The BSPP researchers also said the age profile of plant pathologists in higher education is a cause for "major concern"; it is not known how many teachers in higher education will be available to teach plant pathology in 5-10 years time.

 

Professor James Brown, President of the British Society of Plant Pathology, commented on Thursday (1st November) "These job losses are severe. Britain is not producing graduates with the expertise needed to identify and control plant diseases in our farms and woodlands. One of the most worrying finding is the decline in practical training in plant pathology', Professor Brown said. 'Only one in seven universities now provide practical classes which give students hands-on experience of plant disease.

 

"The appearance of ash dieback in British woodlands should be a wake-up call to the government and industry. New diseases threaten our woodlands and our food crops. Plant pathology education in Britain needs to be revived, to reverse the decline in expertise and to give farmers and foresters better ways of controlling these diseases."

 

The plant pathology audit finds that British universities have appointed very few plant pathologists in the last 20 years. Many of those who remain are aged over 50. The report attributes the loss of expertise to a shift towards subjects which bring more short-term income into universities.

 

The report says the position has worsened recently. There has been a long-term decline in plant pathology in many universities but there are now concerns about the long-term viability of the subject in Britain because of the loss of large numbers of plant pathology lecturers at Warwick University and Imperial College, London.

 

Professor Michael Shaw, from the University of Reading’s School of Agriculture, Policy and Development and President-elect of the BSPP, said, "As globalisation and changes in the climate alter the range of diseases attacking our food crops and our countryside, we must educate specialists who can react to the unexpected and we must not wait until we have lost existing expertise completely. It takes experience and time to become competent."

 

Professor Murray Grant, a plant pathologist at Exeter University and a member of the Board of the BSPP, commented, "This audit shows the situation is much worse than we imagined. Our world-class research base in plant pathology is threatened. Plant pathology expertise is needed to counter current and emerging threats to the British landscape."

 

The audit’s findings will make for uncomfortable reading at a time when concern over Chalara ash dieback, a highly aggressive disease, is affecting trees in the UK and the government response to the disease’s spread has been criticised as too slow.

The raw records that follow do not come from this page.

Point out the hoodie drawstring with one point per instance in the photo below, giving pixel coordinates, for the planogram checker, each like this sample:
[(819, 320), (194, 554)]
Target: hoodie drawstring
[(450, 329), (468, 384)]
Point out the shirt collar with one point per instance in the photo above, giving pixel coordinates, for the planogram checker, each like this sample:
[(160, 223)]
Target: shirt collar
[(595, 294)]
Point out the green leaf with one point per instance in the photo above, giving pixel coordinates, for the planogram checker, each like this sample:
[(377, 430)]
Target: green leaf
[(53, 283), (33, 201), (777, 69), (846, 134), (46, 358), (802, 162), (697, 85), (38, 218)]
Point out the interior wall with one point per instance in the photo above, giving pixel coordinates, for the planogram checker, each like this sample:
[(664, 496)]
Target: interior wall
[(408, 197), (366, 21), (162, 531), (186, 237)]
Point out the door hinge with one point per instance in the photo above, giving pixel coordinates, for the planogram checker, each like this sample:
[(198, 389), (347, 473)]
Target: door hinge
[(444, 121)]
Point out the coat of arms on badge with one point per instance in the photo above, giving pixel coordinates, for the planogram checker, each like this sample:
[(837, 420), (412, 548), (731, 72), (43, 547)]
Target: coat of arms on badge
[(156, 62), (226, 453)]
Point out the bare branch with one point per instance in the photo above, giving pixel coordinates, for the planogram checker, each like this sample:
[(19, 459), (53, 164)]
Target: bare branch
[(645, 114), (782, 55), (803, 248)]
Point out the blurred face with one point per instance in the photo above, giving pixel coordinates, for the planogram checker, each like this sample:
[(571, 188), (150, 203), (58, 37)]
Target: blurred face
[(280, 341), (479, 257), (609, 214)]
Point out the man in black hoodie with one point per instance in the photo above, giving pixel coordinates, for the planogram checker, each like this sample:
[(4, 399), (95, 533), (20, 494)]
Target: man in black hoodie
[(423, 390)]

Charala ash dieback has been spreading rapidly across Europe in recent years; it has been especially destructive in Denmark, where up to 90 percent of ash trees may be diseased.

 

The disease appeared in the Britain this year and, although a ban on ash imports has been announced, it came too late, as the fungal disease was discovered in natural woodland across England and Ireland in October 2012.

 

Professor Brown added, "All areas of plant pathology in Britain are under strain. We are especially worried that there are now very few UK experts left in diseases of trees and vegetables."